More information is available than just the previous chart.
http://www.caida.org/~broido/dns/rfc1918.html
"We see that more half of the updates come from 20 ASes, which is only
0.6% of the total number of autonomous systems. On that aggregation
level, RFC1918 update traffic is clearly dominated by elephants. The
largest numbers come from incumbent telecom carriers for respective
regions, and from cable companies. Backbone ISPs produce fewer updates.
This is not surprising since these ISPs cater mostly to medium and large
business customers who often have fewer, but larger networks and use
globally unique addesses. Even when these corporations use RFC1918
space, they are more likely be properly configured. The cable and DSL
companies charge for globally unique addresses which encourages
customers to use RFC1918 addresses internally, thus creating more
potential for leakage. Countries, such as China, that are relatively
late in joining the Internet have trouble getting enough global address
space allocated from the registries."
My analysis the same data might vary a bit. I tend to assume the
clue-level (or lack of clue) is more or less uniformly distributed.

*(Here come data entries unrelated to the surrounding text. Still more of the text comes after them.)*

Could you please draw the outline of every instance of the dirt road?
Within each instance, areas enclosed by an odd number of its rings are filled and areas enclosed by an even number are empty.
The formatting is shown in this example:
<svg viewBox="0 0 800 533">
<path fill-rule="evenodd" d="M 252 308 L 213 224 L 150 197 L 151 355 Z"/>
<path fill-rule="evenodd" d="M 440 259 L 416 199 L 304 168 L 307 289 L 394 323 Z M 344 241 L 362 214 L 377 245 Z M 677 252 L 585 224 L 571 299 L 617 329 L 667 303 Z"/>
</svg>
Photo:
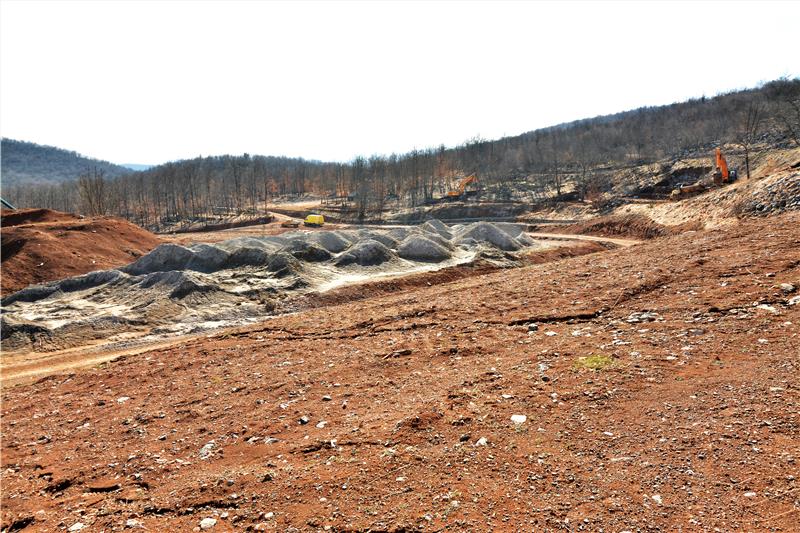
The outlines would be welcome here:
<svg viewBox="0 0 800 533">
<path fill-rule="evenodd" d="M 633 246 L 634 244 L 641 244 L 643 241 L 638 239 L 620 239 L 618 237 L 596 237 L 594 235 L 570 235 L 567 233 L 542 233 L 538 231 L 528 232 L 528 235 L 533 239 L 550 239 L 556 241 L 587 241 L 610 243 L 615 246 Z"/>
</svg>

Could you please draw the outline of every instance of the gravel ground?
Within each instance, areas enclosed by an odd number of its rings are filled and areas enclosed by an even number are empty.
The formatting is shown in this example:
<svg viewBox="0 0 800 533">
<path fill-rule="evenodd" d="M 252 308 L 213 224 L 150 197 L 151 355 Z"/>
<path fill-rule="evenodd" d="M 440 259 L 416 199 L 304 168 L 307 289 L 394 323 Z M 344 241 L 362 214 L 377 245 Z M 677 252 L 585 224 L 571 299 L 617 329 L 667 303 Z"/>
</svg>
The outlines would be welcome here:
<svg viewBox="0 0 800 533">
<path fill-rule="evenodd" d="M 2 527 L 796 531 L 798 286 L 787 213 L 5 388 Z"/>
</svg>

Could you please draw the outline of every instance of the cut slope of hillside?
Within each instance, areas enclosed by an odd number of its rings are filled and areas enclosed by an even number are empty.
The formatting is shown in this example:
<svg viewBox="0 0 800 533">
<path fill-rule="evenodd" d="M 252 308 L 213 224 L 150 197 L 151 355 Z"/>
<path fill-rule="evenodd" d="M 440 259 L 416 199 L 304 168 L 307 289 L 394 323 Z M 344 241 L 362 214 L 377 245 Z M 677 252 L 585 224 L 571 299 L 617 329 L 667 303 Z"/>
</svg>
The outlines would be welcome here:
<svg viewBox="0 0 800 533">
<path fill-rule="evenodd" d="M 2 294 L 130 263 L 161 243 L 113 217 L 81 219 L 49 209 L 3 211 Z"/>
<path fill-rule="evenodd" d="M 4 186 L 72 181 L 87 169 L 95 168 L 109 178 L 132 172 L 120 165 L 69 150 L 13 139 L 2 140 L 0 158 Z"/>
<path fill-rule="evenodd" d="M 741 166 L 738 171 L 739 179 L 731 185 L 679 202 L 626 204 L 613 214 L 644 215 L 665 226 L 699 222 L 713 228 L 736 224 L 743 216 L 800 210 L 800 148 L 757 154 L 749 180 Z"/>
<path fill-rule="evenodd" d="M 749 219 L 6 388 L 2 526 L 795 531 L 798 238 Z"/>
</svg>

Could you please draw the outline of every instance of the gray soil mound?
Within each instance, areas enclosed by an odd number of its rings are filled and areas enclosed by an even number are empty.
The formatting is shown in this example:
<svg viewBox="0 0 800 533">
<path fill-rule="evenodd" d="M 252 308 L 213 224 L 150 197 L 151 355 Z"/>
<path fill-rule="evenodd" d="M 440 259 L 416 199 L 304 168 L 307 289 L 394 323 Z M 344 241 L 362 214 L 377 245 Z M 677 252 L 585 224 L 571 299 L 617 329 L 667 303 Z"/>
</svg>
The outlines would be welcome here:
<svg viewBox="0 0 800 533">
<path fill-rule="evenodd" d="M 438 233 L 420 232 L 420 233 L 415 233 L 415 235 L 420 235 L 422 237 L 425 237 L 426 239 L 430 239 L 439 246 L 447 248 L 448 250 L 452 250 L 454 248 L 454 245 L 450 239 L 445 239 Z"/>
<path fill-rule="evenodd" d="M 408 237 L 397 249 L 397 255 L 409 261 L 435 262 L 450 259 L 450 251 L 422 235 Z"/>
<path fill-rule="evenodd" d="M 350 247 L 351 242 L 335 231 L 317 231 L 311 235 L 311 241 L 332 254 L 344 252 Z"/>
<path fill-rule="evenodd" d="M 459 233 L 456 234 L 456 243 L 470 243 L 466 239 L 484 242 L 506 252 L 513 252 L 522 248 L 519 241 L 490 222 L 475 222 L 461 228 Z"/>
<path fill-rule="evenodd" d="M 266 265 L 270 260 L 271 254 L 263 248 L 239 248 L 225 261 L 225 268 L 240 268 L 246 266 Z"/>
<path fill-rule="evenodd" d="M 429 220 L 422 224 L 420 229 L 428 233 L 436 233 L 440 237 L 448 240 L 453 238 L 453 234 L 450 233 L 450 228 L 448 228 L 441 220 Z"/>
<path fill-rule="evenodd" d="M 286 252 L 278 252 L 272 255 L 267 262 L 267 270 L 275 274 L 275 277 L 296 275 L 300 272 L 300 261 Z"/>
<path fill-rule="evenodd" d="M 515 239 L 518 238 L 527 228 L 526 224 L 515 224 L 513 222 L 494 222 L 494 225 Z"/>
<path fill-rule="evenodd" d="M 183 270 L 192 259 L 194 253 L 188 248 L 177 244 L 162 244 L 147 255 L 143 255 L 130 265 L 120 270 L 138 276 L 151 272 L 167 272 L 169 270 Z"/>
<path fill-rule="evenodd" d="M 55 293 L 82 291 L 115 281 L 122 273 L 119 270 L 97 270 L 82 276 L 75 276 L 61 281 L 53 281 L 44 285 L 32 285 L 3 298 L 2 305 L 14 302 L 36 302 Z"/>
<path fill-rule="evenodd" d="M 411 233 L 407 228 L 392 228 L 389 230 L 389 236 L 399 241 L 404 240 Z"/>
<path fill-rule="evenodd" d="M 361 240 L 371 239 L 373 241 L 378 241 L 382 245 L 386 246 L 387 248 L 391 248 L 392 250 L 397 249 L 397 239 L 387 235 L 386 233 L 378 233 L 376 231 L 370 232 L 369 235 L 364 235 Z"/>
<path fill-rule="evenodd" d="M 327 261 L 331 258 L 331 253 L 325 248 L 301 238 L 295 238 L 281 248 L 282 252 L 288 252 L 297 259 L 317 263 Z"/>
<path fill-rule="evenodd" d="M 394 258 L 392 251 L 372 239 L 360 241 L 353 245 L 347 252 L 336 260 L 336 266 L 358 264 L 361 266 L 374 266 L 391 261 Z"/>
<path fill-rule="evenodd" d="M 351 242 L 355 243 L 361 239 L 361 234 L 353 229 L 343 229 L 336 232 L 339 237 Z"/>
<path fill-rule="evenodd" d="M 216 272 L 222 270 L 230 260 L 230 254 L 212 244 L 196 244 L 191 247 L 194 252 L 186 268 L 198 272 Z"/>
</svg>

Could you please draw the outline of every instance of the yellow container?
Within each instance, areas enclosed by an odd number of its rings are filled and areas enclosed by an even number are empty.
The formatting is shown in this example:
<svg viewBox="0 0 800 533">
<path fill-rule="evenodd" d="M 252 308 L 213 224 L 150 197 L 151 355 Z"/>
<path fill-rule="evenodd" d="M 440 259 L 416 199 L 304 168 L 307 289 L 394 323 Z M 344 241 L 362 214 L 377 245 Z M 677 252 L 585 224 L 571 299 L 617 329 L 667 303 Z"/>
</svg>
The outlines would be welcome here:
<svg viewBox="0 0 800 533">
<path fill-rule="evenodd" d="M 303 224 L 306 226 L 322 226 L 325 224 L 325 217 L 322 215 L 308 215 Z"/>
</svg>

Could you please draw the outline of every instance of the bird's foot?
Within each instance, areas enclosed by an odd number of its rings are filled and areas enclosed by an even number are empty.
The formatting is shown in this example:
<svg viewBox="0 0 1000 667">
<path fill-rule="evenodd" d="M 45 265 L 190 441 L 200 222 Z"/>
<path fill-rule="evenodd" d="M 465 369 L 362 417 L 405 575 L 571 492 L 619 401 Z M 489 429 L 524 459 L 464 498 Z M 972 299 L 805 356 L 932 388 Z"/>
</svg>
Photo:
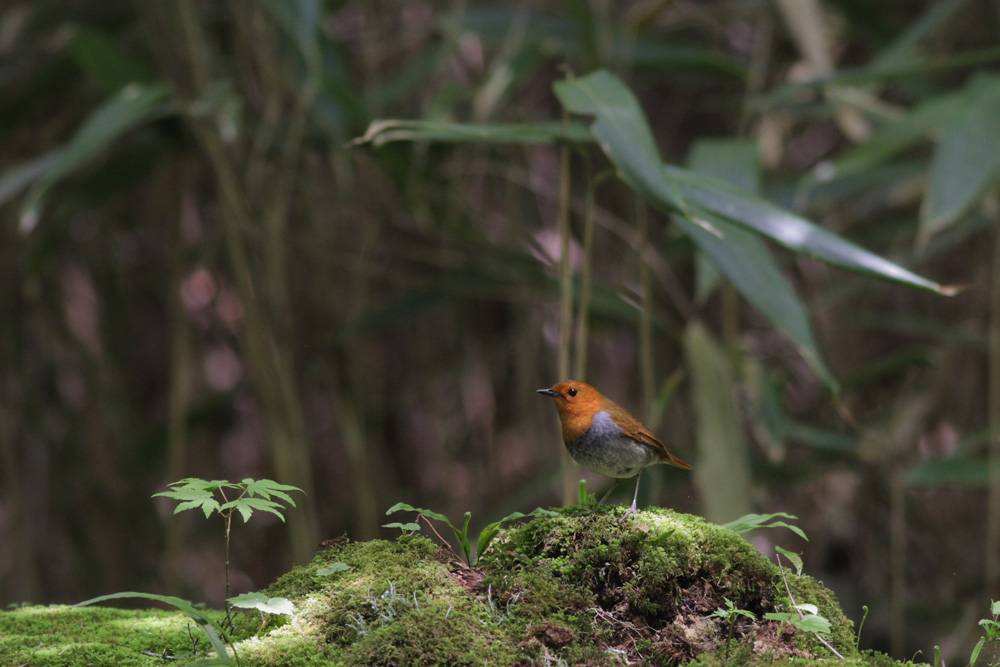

I'm a bit suspicious of the theory that large corporations are more
likely to properly configured RFC1918.
My suspicion is the half of the updates are transiting through
providers serving individuals and small busineses without their
own ASN so the updates appear to come from the provider's ASN. The
other half of the updates are transiting through providers serving
medium and large businesses with separate ASNs. NSPs (i.e. backbone
ISPs) probably have fewer updates from their backbone ASN because
more of their customers have a separate ASN.